Music Theory for AI

AI music systems learn implicit music theory from training data. Understanding the fundamentals helps explain why certain prompts work, what the model has likely internalized, and where current systems still struggle.

Pitch and the Chromatic Scale

Western music divides the octave into 12 semitones. The frequency relationship between semitone $n$ and a reference pitch $f_{\text{ref}}$ (usually A4 = 440 Hz) is:

f(n) = f_{\text{ref}} \cdot 2^{n/12}

This exponential relationship means that pitch is fundamentally a logarithmic dimension — which is why log-frequency representations (mel, CQT) are more natural for music than linear frequency.

Intervals

An interval is the distance between two pitches, measured in semitones:

Semitones	Name	Sound Character
0	Unison	Identity
1	Minor 2nd	Tense, dissonant
2	Major 2nd	Stepping motion
3	Minor 3rd	Sad, dark
4	Major 3rd	Bright, happy
5	Perfect 4th	Open, suspended
7	Perfect 5th	Strong, stable
12	Octave	Same note class

AI models encode interval relationships implicitly. When a model generates a chord progression, it is navigating learned distributions over interval patterns.

Scales and Keys

A scale is a subset of pitches from the chromatic set. The two most fundamental:

Major scale: W-W-H-W-W-W-H (W = whole step, H = half step)
Minor scale (natural): W-H-W-W-H-W-W

A key specifies both a root note and a scale, establishing a tonal center. Most popular music operates within a single key or moves between closely related keys.

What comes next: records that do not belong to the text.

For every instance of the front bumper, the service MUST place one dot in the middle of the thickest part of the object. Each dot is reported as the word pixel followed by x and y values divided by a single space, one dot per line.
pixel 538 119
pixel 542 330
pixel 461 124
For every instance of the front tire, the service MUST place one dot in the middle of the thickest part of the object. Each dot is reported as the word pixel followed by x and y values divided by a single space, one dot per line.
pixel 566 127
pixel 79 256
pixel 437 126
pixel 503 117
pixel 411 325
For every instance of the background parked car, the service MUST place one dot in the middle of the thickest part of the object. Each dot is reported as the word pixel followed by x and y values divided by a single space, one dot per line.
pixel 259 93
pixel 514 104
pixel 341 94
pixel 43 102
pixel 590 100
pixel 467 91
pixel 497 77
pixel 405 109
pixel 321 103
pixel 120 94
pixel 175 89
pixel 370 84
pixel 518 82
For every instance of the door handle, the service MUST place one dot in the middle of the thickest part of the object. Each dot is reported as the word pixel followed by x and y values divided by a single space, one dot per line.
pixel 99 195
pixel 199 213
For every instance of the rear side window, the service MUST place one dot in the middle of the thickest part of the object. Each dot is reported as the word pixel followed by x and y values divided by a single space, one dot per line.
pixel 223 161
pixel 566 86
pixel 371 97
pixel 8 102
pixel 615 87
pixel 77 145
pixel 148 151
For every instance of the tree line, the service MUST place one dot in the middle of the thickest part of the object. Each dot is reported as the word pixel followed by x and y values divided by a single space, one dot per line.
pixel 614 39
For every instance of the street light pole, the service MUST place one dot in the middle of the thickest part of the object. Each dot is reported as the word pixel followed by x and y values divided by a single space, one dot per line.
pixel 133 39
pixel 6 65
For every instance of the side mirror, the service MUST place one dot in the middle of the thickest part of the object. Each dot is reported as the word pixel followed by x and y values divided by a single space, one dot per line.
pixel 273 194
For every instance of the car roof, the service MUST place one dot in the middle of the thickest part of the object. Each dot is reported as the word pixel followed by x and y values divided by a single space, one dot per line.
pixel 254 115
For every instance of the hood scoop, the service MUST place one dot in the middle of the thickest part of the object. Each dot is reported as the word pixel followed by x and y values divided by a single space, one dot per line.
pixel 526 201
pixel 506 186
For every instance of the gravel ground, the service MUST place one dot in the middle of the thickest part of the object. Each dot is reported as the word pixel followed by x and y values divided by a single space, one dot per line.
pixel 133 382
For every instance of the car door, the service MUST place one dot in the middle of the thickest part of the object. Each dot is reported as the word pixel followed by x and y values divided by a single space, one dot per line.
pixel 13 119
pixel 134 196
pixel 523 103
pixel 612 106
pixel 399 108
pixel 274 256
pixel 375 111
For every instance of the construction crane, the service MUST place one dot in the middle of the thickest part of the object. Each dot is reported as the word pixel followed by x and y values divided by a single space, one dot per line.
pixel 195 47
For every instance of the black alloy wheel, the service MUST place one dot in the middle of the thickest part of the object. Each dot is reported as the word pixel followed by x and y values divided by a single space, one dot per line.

Key Signatures in AI Context

AI music generators have learned strong priors for key consistency. Prompts that specify mood (happy, dark, melancholic) implicitly bias toward major or minor tonality. Models rarely generate truly atonal music unless the training data includes significant atonal material.

Chords and Harmony

A chord is three or more notes sounded simultaneously:

Chord Type	Intervals (semitones from root)	Feel
Major triad	0, 4, 7	Bright, resolved
Minor triad	0, 3, 7	Dark, emotional
Diminished	0, 3, 6	Tense, unstable
Augmented	0, 4, 8	Mysterious, unresolved
Dominant 7th	0, 4, 7, 10	Bluesy, wants to resolve
Major 7th	0, 4, 7, 11	Jazzy, smooth
Minor 7th	0, 3, 7, 10	Warm, mellow

Chord Progressions

Common progressions appear frequently in training data and are strongly encoded in models:

I–V–vi–IV (Pop: C–G–Am–F) — the most common pop progression
ii–V–I (Jazz standard cadence)
I–vi–IV–V (Classic doo-wop / 50s progression)
i–bVII–bVI–V (Andalusian cadence, flamenco/metal)
I–IV–V–I (Blues/rock foundation)

Models with text-to-music training have absorbed these patterns deeply. Prompt cues like "jazz," "pop," or "blues" activate corresponding harmonic priors.

Rhythm and Meter

Time Signatures

4/4: four beats per measure — overwhelmingly dominant in popular music and AI training data
3/4: waltz time
6/8: compound duple, common in ballads
5/4, 7/8: odd meters, rare in AI music output due to training data bias

Rhythmic Subdivisions

\text{Beat duration} = \frac{60}{\text{BPM}} \;\text{seconds}

Subdivision	Relationship
Quarter note	1 beat
Eighth note	1/2 beat
Sixteenth note	1/4 beat
Triplet	1/3 of a beat

Groove and Swing

Swing shifts every other subdivision away from the grid:

t_{\text{swung}} = t_{\text{grid}} + \delta \cdot \text{swing\_ratio}

AI models learn groove from training data. Specifying "swung," "syncopated," or "straight" in prompts can influence rhythmic feel, though control precision varies.

Song Structure

Most Western popular music follows sectional forms:

Section	Typical Function
Intro	Establish mood, introduce elements
Verse	Tell the story, lower energy
Pre-chorus	Build tension toward chorus
Chorus	Hook, highest energy, main melody
Bridge	Contrast, new harmonic area
Drop	Peak energy (EDM-specific)
Breakdown	Stripped-back, tension builder
Outro	Wind down, resolve

AI models have learned these structural conventions. Explicit structure tags in prompts (e.g., intro → verse → chorus → bridge → chorus → outro) help guide the generation trajectory.

Dynamics and Expression

Dynamic markings indicate loudness levels:

Marking	Level
pp (pianissimo)	Very soft
p (piano)	Soft
mp (mezzo-piano)	Moderately soft
mf (mezzo-forte)	Moderately loud
f (forte)	Loud
ff (fortissimo)	Very loud

Crescendo (gradually louder) and decrescendo (gradually softer) create energy arcs. AI models learn dynamic curves from training data, with builds and drops being particularly well-represented in EDM-heavy datasets.

Timbre and Orchestration

Timbre — the "color" of a sound — is determined by:

Harmonic content: overtone distribution
Spectral envelope: amplitude shape across frequencies
Temporal envelope: ADSR (Attack, Decay, Sustain, Release)
Noise components: breath, bow noise, pick attack

AI models encode timbre in embedding space, allowing prompts to specify instruments and production characteristics. The specificity of timbre control depends on how well-represented an instrument is in training data.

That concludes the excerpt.